Waarom ik achter de retailvisie sta, én achter Lisette’s ‘eis’?

Concentreren

De gemeente Alphen aan den Rijn heeft, in ééndrachtelijke samenwerking tussen bureau Retail Management Center, gemeente, ondernemersvereniging VOA en een aantal detailhandelsspecialisten, beleid ontwikkeld voor haar retail infrastructuur. Nadat vele jaren uitsluitend het behoud van bestaande vestigingen en plaatselijke belangen centraal stonden in het ‘beleid’, wordt nu gekozen voor concentratie, diversiteit én duurzaamheid. In onze gemeente is het centrum van de grootste agglomeratie, het Stadshart van de stad Alphen aan den Rijn, benoemd als dé plaats waar recreatief winkelen voorop moet staan. Alle buurt- wijk- en dorpscentra daaromheen worden voortaan vooral ‘boodschappencentra’ die gericht zijn op wat de inwoners dagelijks nodig hebben. Dat betekent simpelweg dat het Alphense Stadshart steeds minder als boodschappencentrum voor de ‘oude’ Alphenaar moet gaan functioneren, maar ook dat er geen ruimte komt voor de andere winkelcentra om qua ‘recreatief winkelen’ dat Stadshart te beconcurreren. Daarbij zijn alle winkelvoorzieningen buiten die centra, zoals verouderde winkelstrips en solitaire vestigingen als niet duurzaam gekwalificeerd, en deze zullen op den duur moeten verdwijnen. Het lijkt erop dat zowel gemeente áls betrokken ondernemers ‘Varia: Passie voor Slapen’ in die laatste categorie plaatsen.
Daarmee zitten ze beide fout!

Ze zitten fout omdat helaas één ontwikkeling in de retailvisie onderbelicht is gebleven, op de kleine paragraaf 2.5 na: De ontwikkeling van regiogerichte, grootschalige ‘beleveniswinkels’. Ik durf rustig te stellen dat ‘Passie voor Slapen’ in ieder geval de ambitie heeft tot de laatste categorie te gaan horen en zich daarmee buiten de gemeentelijke retail infrastructuur heeft geplaatst.

Concurrentie van ‘buiten’

Al jaren zien we een aantal trends in het gedrag van consumenten waarmee alle winkelcentra in steden en dorpen rekening moeten houden:
• Internet
• De ontwikkeling van de grote steden
• De ontwikkeling van grootschalige ‘beleveniswinkels’

Internet

Over het algemeen wordt, vooral door de “framing” vanuit de online aanbieders, de werkelijke invloed van de webshops op de concurrentieverhoudingen in de detailhandel zwaar overdreven. Die webshops scoren vooral in een beperkt aantal branches, en haal je daar de reisbureaus, het aanbod in elektronica en de mediasector uit, dan blijft er niet zo erg veel van over. Daarbij kunnen, zie het concept van De Nieuwe Winkelier, de fysieke winkels enorm profiteren van dat internet, als ze dat ook maar zouden doen. Maar voor de klant die precies weet wat hij of zij wil, “Main stream aanbod” genoeg vindt, maar hiervoor de laagste prijs wil betalen, wint de webshop, altijd!

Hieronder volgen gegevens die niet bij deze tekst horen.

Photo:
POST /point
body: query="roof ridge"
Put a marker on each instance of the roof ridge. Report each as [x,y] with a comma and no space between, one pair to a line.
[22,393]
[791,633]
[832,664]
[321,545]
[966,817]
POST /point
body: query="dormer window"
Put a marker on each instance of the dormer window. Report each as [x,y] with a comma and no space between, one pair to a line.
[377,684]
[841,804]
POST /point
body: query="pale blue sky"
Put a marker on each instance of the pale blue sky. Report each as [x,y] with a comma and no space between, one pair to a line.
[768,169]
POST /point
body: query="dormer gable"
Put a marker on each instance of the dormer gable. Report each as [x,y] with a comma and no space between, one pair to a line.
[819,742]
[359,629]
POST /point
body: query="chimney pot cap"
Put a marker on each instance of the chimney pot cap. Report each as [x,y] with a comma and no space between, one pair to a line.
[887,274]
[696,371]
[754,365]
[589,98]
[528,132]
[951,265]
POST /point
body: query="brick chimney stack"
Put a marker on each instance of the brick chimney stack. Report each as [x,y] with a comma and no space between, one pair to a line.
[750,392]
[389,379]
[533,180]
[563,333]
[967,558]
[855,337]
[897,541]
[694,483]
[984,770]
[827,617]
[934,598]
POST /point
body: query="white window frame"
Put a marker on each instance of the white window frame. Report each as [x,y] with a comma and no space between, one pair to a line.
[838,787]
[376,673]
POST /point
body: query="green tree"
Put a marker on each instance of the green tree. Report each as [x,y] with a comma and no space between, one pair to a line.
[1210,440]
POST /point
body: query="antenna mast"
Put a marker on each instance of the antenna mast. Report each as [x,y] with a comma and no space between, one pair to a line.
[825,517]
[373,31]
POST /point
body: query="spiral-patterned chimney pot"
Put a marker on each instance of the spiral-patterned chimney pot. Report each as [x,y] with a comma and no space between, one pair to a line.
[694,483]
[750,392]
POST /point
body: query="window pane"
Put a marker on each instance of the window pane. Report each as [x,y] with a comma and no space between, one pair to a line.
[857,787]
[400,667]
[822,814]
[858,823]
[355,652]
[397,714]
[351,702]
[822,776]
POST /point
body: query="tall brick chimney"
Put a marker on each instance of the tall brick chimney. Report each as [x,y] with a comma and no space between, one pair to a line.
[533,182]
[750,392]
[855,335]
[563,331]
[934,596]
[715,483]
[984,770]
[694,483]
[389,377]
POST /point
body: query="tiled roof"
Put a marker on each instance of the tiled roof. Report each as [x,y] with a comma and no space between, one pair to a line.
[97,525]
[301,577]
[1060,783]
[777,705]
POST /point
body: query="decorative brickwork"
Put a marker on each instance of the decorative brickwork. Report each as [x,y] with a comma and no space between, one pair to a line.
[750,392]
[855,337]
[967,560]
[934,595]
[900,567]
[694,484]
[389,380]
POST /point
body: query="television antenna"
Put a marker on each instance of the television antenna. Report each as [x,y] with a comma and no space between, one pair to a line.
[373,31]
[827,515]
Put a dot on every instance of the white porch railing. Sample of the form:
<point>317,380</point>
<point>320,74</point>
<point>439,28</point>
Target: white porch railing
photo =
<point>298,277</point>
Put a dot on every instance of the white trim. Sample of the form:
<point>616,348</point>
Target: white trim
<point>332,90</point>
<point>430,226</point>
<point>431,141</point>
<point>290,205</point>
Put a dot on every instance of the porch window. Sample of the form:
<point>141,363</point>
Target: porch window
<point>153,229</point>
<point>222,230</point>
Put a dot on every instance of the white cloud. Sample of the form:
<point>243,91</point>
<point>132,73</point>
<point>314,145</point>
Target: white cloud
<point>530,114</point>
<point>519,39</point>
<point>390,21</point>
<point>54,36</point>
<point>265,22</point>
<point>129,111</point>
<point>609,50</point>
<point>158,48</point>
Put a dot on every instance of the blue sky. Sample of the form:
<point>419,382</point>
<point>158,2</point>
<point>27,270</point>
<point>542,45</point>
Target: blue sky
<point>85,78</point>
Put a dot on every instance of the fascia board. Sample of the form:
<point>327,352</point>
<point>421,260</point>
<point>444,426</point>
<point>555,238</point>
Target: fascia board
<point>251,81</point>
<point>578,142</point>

Ontwikkeling in de grote steden

De grote steden hebben altijd een enorme aantrekkingskracht gehad op consumenten in de verre omtrek. Een aantrekkingskracht de de laatste jaren snel groeit omdat retailketens en (via hun ‘brandstores’) grote en bekende merkaanbieders zich uit dorpen en kleinere steden terug trekken, en zich concentreren op de 10-15 echt grote steden in ons land. Dat verhoogt niet alleen de aantrekkelijkheid van die grote steden, maar verlaagt gelijk de aantrekkelijkheid van de kleinere steden. Als gevolg is er, omdat ondernemers en overheid in middelgrote winkelgebieden te lang zijn blijven hopen op betere tijden, sprake van een jarenlange verslechtering van de marktpositie van steden zoals Alphen aan den Rijn. We kunnen rustig stellen dat de nieuwe detailhandelsvisie van de gemeente, in lijn met het beleid van de “Economic Development Board” dat probleem beleidsmatig effectief aanpakt.

De ontwikkeling van grootschalige ‘beleveniswinkels’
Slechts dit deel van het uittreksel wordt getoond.